Plotting raw data

This notebook focuses on plotting raw measurements (VOD calculation and plotting is covered in the next one)

import gnssvod as gv
import pandas as pd
import xarray as xr
import numpy as np
import matplotlib.pyplot as plt
from matplotlib.collections import PatchCollection
import matplotlib.dates as mdates

The first step is to load all files of the merged data that were saved as a NetCDF.

We can read them as a series of xarray datasets.

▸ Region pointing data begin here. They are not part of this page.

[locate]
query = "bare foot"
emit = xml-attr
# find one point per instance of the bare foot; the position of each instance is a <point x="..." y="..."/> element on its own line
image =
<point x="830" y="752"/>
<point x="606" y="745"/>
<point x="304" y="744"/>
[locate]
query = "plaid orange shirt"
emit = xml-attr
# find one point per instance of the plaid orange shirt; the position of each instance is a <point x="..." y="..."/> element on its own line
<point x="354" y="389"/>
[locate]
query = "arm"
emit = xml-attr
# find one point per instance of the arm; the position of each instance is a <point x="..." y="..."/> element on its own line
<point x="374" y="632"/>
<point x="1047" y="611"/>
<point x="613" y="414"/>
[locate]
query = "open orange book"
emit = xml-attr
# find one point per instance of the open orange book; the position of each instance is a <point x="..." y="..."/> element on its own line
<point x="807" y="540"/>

ds = xr.open_mfdataset('data_RINEX2.11/Dav_paired/*.nc',combine='nested',concat_dim='Epoch')
ds

<xarray.Dataset> Size: 9MB
Dimensions:    (Station: 2, Epoch: 1441, SV: 77)
Coordinates:
  * Station    (Station) <U9 72B 'Dav1_Grnd' 'Dav2_Twr'
  * SV         (SV) <U3 924B 'C06' 'C07' 'C09' 'C10' ... 'R23' 'S23' 'S27' 'S36'
  * Epoch      (Epoch) datetime64[ns] 12kB 2021-04-28T21:07:00 ... 2021-04-29...
Data variables:
    S1         (Station, Epoch, SV) float64 2MB dask.array<chunksize=(2, 692, 55), meta=np.ndarray>
    S2         (Station, Epoch, SV) float64 2MB dask.array<chunksize=(2, 692, 55), meta=np.ndarray>
    S7         (Station, Epoch, SV) float64 2MB dask.array<chunksize=(2, 692, 55), meta=np.ndarray>
    Azimuth    (Station, Epoch, SV) float64 2MB dask.array<chunksize=(2, 692, 55), meta=np.ndarray>
    Elevation  (Station, Epoch, SV) float64 2MB dask.array<chunksize=(2, 692, 55), meta=np.ndarray>

Here we will convert the xarray.DataSet to a pandas.DataFrame for further processing

df = ds.to_dataframe().dropna(how='all').reorder_levels(["Station","Epoch","SV"]).sort_index()
df

			S1	S2	S7	Azimuth	Elevation
Station	Epoch	SV
Dav1_Grnd	2021-04-28 21:07:00	C06	NaN	NaN	25.0	36.6	10.1
		C09	35.0	35.0	30.0	49.0	32.7
		C11	33.0	33.0	30.5	177.2	35.1
		C14	36.3	36.3	35.2	-96.4	76.8
		C16	30.7	30.7	30.8	38.3	15.2
...	...	...	...	...	...	...	...
Dav2_Twr	2021-04-29 03:07:00	R16	46.4	35.7	NaN	-173.5	68.9
		R23	43.0	NaN	NaN	NaN	NaN
		S23	45.0	NaN	NaN	NaN	NaN
		S27	29.5	NaN	NaN	NaN	NaN
		S36	44.0	NaN	NaN	NaN	NaN

89349 rows × 5 columns

Hemispheric plot of raw measurements

Subsetting the data

For plotting, it will be useful to know how to easily subset data. As the dataframe contains a MultiIndex, we use the .xs function to subset it. For instance, to get all data from the Galileo satellite #3 at the ground station:

df.xs('E03',level='SV').xs('Dav1_Grnd',level='Station')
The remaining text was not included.